The internal staff report that the NYT leads with is a province-by-province breakdown of the security, economy, and politics of the region—and it’s far from rosy. The report rates the stability situation in a full one-third of Iraq’s provinces as “serious”; in another it is “critical.” Sectarian friction is reported as common in regions that American officials have called nonviolent. The report—not classified material—has been shown to some people on Capitol Hill but has not been widely distributed.

Back to the LAT’s lead for a minute: The story of the battle for “net neutrality”—whose proponents want to prohibit the broadband providers from charging Internet companies so their data gets special, speedier treatment—is not brand new. But on Friday Sens. Olympia Snowe, R-Maine, and Byron Dorgan, D-N.D., released a draft bill that protects network neutrality. (The reader has to wade more than a dozen paragraphs into the LAT story to reach that actual news—all the ink before that is mostly devoted to explaining this admittedly complicated issue.)

Everybody fronts the latest round in the leak story. The NYT reviews records from around June and July of 2003—the period during which Scooter Libby was authorized to tell Judith Miller about Baghdad’s supposed quest for uranium from Africa—and connects some interesting dots. By the time the president gave the “apparent order” to reveal that previously classified information, the info was already being discredited by several other administration officials. The Post also mentions this point in their A1 story on the matter.

The LAT weighs in with a look at how strategic leaking advances an administration’s agenda. Not all leaks are treated equally by the White House; the paper reports on specific incidents when the Bush administration’s reaction to leaks has depended on whether the information leaked was beneficial to the president’s plans.

Another Shiite mosque was bombed Saturday, killing six people and injuring 19. Other attacks killed 14 additional people around Iraq Saturday.

In Afghanistan Saturday, a car bomb exploded outside a NATO base, killing two and wounding seven. The Taliban took credit. The attack was the second in two days on foreign military bases in the country.

The LAT fronts a story on a petition drive under way in South Dakota, where volunteers hoping to reverse the country’s most stringent abortion ban are being surprised by the support they’re gaining in their efforts. Even many conservatives seem to think their legislators crossed a line by passing a law defending an “unalienable right to life.” In just two weeks, a third of the signatures needed have been collected to get a November referendum on the ban.
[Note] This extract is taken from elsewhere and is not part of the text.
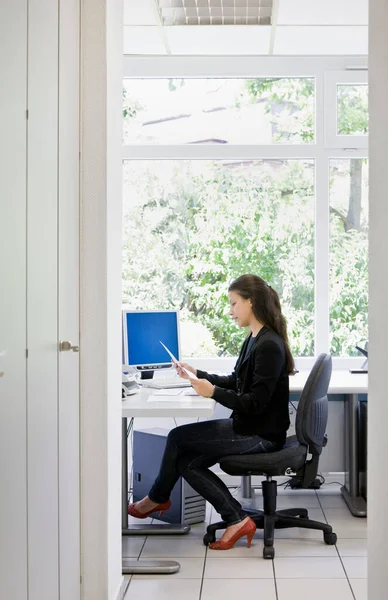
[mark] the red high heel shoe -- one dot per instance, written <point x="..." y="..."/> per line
<point x="248" y="529"/>
<point x="132" y="510"/>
The Rolling Stones played a concert in China Saturday for the first time ever. Government censors, however, banned the band from playing five songs, including “Brown Sugar” and “Let’s Spend the Night Together.” Tickets were so expensive that the audience was predominantly rich foreigners, a fact that was not lost on Mick Jagger. “I am pleased the Ministry of Culture is protecting the morals of expatriate bankers and their girlfriends,” he said.